Though he boasted that he crossed the frontier into Eternity with nothing but a carpet bag, he had, in fact, sent more bulky consignments on ahead. And at the final crack of doom, this dead and disappointed mariner may yet rise to an unexpected rejoicing. For at that time of ultimate reckoning, according to the eschatology of Mr. Masefield, “then the great white whale, old Moby-Dick, the king of all the whales, will rise up from his quiet in the sea, and go bellowing to his mates. And all the whales in the world—the sperm-whales, the razor-back, the black-fish, the rorque, the right, the forty-barrel Jonah, the narwhal, the hump-back, the grampus and the thrasher—will come to him, ‘fin-out,’ blowing their spray to the heavens. Then Moby-Dick will call the roll of them, and from all the parts of the sea, from the north, from the south, from Callao to Rio, not one whale will be missing. Then Moby-Dick will trumpet, like a man blowing a horn, and all that company of whales will ‘sound’ (that is, dive), for it is they that have the job of raising the wrecks from down below.

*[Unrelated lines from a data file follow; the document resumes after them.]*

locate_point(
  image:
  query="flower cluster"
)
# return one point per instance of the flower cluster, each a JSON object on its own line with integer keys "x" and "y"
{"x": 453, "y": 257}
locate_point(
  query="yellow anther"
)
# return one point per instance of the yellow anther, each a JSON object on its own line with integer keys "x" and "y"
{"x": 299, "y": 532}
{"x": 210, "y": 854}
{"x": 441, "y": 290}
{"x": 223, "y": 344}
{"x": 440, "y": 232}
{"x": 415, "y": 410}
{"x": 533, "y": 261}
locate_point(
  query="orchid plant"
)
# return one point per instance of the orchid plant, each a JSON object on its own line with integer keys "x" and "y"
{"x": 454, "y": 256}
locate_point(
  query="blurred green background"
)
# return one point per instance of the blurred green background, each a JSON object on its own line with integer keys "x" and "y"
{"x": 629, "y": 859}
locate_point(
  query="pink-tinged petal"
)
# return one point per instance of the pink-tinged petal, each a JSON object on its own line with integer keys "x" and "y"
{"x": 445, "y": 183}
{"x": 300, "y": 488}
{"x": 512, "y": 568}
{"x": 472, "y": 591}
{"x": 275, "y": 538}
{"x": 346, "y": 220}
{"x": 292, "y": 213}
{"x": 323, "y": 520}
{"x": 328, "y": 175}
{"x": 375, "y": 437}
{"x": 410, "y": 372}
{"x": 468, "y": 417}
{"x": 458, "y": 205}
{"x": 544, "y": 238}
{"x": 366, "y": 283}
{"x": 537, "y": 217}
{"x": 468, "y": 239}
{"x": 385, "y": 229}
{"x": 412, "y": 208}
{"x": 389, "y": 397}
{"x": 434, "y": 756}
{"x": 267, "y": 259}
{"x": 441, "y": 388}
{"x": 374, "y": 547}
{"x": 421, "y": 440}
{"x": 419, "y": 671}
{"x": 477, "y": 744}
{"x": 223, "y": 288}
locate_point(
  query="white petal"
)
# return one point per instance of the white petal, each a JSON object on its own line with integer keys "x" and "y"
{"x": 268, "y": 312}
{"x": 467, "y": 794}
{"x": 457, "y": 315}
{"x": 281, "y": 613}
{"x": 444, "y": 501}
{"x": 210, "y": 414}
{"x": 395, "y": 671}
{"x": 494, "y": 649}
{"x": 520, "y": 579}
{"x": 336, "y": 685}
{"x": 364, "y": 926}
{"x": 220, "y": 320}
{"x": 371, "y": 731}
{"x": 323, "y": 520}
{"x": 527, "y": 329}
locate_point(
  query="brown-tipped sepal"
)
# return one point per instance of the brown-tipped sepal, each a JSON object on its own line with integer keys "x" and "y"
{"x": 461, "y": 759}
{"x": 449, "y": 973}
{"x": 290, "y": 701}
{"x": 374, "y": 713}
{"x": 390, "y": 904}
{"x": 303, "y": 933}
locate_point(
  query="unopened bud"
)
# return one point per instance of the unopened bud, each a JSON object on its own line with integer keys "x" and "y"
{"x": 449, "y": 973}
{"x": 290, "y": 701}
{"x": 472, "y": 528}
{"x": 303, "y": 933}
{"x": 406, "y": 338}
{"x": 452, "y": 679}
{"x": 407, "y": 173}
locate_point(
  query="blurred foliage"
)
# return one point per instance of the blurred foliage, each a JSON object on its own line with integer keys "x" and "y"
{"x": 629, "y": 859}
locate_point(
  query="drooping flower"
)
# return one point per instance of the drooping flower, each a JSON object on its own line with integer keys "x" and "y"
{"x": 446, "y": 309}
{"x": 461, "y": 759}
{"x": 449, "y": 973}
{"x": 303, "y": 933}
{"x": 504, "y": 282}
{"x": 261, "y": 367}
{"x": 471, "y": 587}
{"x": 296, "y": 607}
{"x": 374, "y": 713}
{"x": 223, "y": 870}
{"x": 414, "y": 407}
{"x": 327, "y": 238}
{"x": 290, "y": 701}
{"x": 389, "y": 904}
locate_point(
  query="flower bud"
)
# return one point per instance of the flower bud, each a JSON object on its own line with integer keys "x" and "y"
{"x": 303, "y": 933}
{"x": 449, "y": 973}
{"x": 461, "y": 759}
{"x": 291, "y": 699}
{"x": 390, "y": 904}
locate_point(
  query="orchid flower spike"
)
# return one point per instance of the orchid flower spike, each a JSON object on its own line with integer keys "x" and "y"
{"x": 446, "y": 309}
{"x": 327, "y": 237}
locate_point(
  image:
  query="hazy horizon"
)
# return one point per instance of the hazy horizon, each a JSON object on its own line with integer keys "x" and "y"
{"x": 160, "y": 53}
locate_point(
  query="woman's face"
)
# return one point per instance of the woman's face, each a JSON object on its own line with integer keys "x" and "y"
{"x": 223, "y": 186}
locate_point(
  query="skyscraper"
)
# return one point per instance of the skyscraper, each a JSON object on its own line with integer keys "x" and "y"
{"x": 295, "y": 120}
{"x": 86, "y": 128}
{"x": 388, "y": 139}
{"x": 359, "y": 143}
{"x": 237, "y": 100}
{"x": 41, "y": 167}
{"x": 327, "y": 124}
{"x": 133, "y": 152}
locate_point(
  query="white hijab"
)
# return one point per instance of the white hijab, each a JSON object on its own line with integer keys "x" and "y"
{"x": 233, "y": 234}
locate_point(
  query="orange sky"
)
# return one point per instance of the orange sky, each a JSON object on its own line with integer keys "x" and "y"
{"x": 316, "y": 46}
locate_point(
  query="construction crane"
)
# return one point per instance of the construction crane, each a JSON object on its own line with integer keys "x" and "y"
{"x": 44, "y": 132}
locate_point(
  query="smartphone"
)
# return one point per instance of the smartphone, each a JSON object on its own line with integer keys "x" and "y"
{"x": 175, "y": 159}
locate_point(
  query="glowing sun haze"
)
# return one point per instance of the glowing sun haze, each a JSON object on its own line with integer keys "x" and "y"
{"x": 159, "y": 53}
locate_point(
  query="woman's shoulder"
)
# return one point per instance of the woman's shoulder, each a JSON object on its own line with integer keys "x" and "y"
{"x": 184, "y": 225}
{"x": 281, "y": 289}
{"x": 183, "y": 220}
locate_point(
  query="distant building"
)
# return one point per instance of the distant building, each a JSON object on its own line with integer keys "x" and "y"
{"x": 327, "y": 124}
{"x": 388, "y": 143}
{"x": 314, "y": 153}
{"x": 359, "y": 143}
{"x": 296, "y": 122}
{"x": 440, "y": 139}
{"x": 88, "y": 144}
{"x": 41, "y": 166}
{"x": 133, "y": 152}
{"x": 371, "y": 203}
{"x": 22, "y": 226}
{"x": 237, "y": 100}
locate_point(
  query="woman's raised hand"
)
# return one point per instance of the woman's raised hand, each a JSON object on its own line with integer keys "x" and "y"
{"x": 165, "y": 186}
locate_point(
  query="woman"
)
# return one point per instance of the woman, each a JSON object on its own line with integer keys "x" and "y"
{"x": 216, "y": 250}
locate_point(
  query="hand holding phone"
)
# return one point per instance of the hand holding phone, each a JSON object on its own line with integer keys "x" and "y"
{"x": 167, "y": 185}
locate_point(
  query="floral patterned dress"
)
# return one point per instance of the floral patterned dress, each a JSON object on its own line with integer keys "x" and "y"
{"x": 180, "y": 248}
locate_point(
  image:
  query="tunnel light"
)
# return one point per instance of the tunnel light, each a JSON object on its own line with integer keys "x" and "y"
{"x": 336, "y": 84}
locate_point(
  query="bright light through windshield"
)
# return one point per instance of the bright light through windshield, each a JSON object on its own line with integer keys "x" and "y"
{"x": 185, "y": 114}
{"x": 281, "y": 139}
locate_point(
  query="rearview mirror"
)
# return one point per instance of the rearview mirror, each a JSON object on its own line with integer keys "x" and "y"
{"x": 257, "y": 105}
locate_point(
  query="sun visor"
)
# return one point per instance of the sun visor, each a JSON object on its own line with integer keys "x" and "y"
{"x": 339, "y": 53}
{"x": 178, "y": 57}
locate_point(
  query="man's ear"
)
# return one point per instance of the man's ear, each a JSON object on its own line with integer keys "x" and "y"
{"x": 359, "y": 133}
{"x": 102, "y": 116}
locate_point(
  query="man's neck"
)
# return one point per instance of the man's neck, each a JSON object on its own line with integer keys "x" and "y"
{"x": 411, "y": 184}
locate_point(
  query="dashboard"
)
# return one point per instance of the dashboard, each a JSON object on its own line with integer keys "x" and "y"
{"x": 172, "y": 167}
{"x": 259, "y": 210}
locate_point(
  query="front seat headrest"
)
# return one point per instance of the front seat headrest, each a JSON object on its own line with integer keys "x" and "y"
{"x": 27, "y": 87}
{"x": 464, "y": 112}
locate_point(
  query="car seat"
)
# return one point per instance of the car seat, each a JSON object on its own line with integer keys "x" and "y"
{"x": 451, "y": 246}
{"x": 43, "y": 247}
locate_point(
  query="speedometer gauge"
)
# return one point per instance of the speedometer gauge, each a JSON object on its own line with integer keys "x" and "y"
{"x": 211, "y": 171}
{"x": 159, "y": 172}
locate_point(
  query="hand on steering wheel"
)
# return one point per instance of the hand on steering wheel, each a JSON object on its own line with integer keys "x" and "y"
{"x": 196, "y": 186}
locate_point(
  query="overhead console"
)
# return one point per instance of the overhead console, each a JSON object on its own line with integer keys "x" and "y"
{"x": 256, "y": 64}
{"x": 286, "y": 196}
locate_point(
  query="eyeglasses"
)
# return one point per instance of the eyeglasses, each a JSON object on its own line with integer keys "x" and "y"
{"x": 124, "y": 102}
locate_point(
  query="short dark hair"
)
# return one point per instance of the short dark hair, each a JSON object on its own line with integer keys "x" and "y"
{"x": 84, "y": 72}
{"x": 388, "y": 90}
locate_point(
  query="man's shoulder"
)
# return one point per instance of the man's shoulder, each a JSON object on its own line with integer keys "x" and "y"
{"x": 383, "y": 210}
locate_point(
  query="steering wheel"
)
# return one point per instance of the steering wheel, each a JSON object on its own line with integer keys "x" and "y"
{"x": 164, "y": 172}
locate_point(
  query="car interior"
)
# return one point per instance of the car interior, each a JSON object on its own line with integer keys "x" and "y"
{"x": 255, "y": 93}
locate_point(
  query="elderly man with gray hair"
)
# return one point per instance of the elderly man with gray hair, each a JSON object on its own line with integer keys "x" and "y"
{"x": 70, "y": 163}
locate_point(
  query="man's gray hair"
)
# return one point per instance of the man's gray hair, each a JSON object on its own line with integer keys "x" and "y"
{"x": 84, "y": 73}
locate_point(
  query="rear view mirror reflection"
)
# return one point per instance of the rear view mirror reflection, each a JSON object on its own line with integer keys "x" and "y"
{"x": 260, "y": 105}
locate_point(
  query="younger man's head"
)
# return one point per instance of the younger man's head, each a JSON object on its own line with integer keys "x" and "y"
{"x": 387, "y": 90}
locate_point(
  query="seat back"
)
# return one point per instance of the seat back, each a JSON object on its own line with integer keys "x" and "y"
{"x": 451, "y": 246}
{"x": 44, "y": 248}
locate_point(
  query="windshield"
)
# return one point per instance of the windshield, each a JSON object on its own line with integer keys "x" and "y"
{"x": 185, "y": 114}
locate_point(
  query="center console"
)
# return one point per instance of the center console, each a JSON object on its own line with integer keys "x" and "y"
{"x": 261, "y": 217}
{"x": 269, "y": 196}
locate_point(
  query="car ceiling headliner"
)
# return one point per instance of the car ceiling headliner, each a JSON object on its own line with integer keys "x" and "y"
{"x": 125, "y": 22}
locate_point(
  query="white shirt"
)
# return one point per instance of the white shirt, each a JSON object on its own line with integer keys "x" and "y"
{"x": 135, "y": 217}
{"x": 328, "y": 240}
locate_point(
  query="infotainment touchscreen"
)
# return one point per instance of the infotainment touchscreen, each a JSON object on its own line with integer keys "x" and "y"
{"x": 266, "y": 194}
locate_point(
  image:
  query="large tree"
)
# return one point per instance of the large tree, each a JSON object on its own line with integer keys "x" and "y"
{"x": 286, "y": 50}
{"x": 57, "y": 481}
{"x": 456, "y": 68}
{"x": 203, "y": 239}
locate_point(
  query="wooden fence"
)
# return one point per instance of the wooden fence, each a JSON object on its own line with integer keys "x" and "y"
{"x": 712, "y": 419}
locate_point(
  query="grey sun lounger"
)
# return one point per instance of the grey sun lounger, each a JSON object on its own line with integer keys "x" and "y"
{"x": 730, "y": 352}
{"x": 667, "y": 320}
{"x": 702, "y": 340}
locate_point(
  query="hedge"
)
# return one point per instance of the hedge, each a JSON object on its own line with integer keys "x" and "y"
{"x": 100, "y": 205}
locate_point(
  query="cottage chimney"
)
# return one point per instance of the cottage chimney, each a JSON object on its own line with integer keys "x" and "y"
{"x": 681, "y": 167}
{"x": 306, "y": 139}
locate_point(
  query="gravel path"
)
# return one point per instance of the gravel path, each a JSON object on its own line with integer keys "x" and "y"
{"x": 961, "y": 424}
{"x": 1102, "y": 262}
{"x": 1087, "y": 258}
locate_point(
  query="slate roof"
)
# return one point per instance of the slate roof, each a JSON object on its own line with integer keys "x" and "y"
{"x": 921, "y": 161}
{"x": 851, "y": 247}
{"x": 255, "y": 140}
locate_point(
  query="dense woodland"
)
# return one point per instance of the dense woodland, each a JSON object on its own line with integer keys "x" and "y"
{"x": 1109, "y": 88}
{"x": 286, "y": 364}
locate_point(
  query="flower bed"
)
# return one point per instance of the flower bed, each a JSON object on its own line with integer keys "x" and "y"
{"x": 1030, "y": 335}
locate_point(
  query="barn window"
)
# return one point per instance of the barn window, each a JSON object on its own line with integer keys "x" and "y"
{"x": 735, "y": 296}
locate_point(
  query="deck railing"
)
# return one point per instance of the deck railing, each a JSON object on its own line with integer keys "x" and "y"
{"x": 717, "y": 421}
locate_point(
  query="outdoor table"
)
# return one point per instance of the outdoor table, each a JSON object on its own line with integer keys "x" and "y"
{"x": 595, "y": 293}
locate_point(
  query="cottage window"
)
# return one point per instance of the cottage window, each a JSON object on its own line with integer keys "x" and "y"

“Then when they come up the sun will just be setting in the sea, far away to the west, like a ball of red fire. And just as the curve of it goes below the sea, it will stop sinking and lie there like a door. And the stars and the earth and the wind will stop. And there will be nothing but the sea, and this red arch of the sun, and the whales with the wrecks, and a stream of light upon the water. Each whale will have raised a wreck from among the coral, and the sea will be thick with them—row-ships and sail-ships, and great big seventy-fours, and big White Star boats, and battleships, all of them green with the ooze, but all of them manned by singing sailors. And ahead of them will go Moby-Dick, towing the ship our Lord was in, with all the sweet apostles aboard of her. And Moby-Dick will give a great bellow, like a fog-horn blowing, and stretch ‘fin-out’ for the sun away in the west. And all the whales will bellow out an answer. And all the drowned sailors will sing their chanties, and beat the bells into a music. And the whole fleet of them will start towing at full speed towards the sun, at the edge of the sky and water. I tell you they will make white water, those ships and fishes.

“When they have got to where the sun is, the red ball will swing open like a door, and Moby-Dick, and all the whales, and all the ships will rush through it into an anchorage in Kingdom Come. It will be a great calm piece of water, with land close aboard, where all the ships of the world will lie at anchor, tier upon tier, with the hands gathered forward, singing. They’ll have no watches to stand, no ropes to coil, no mates to knock their heads in. Nothing will be to do except singing and beating on the bell. And all the poor sailors who went in patched rags, my son, they’ll be all fine in white and gold. And ashore, among the palm-trees, there’ll be fine inns for the seamen.” And there, among a numerous company, will be Fayaway, and Captain Ahab, and Jack Chase, and Jarl, and Toby, and Pierre, and Father Mapple, and Jackson, and Doctor Long Ghost, and Kory-Kory, and Bildad, and Peleg, and Fedallah, and Tashetego, and Marnoo, and Queequeg. But it seems hardly likely that Melville will there find Hawthorne to tempt by a basket of champagne into some little shady corner, there to cross their legs in the celestial grass that is forever tropical, and to discourse pleasantly of all the things manifold which once so much distressed them. In my Father’s house are many mansions.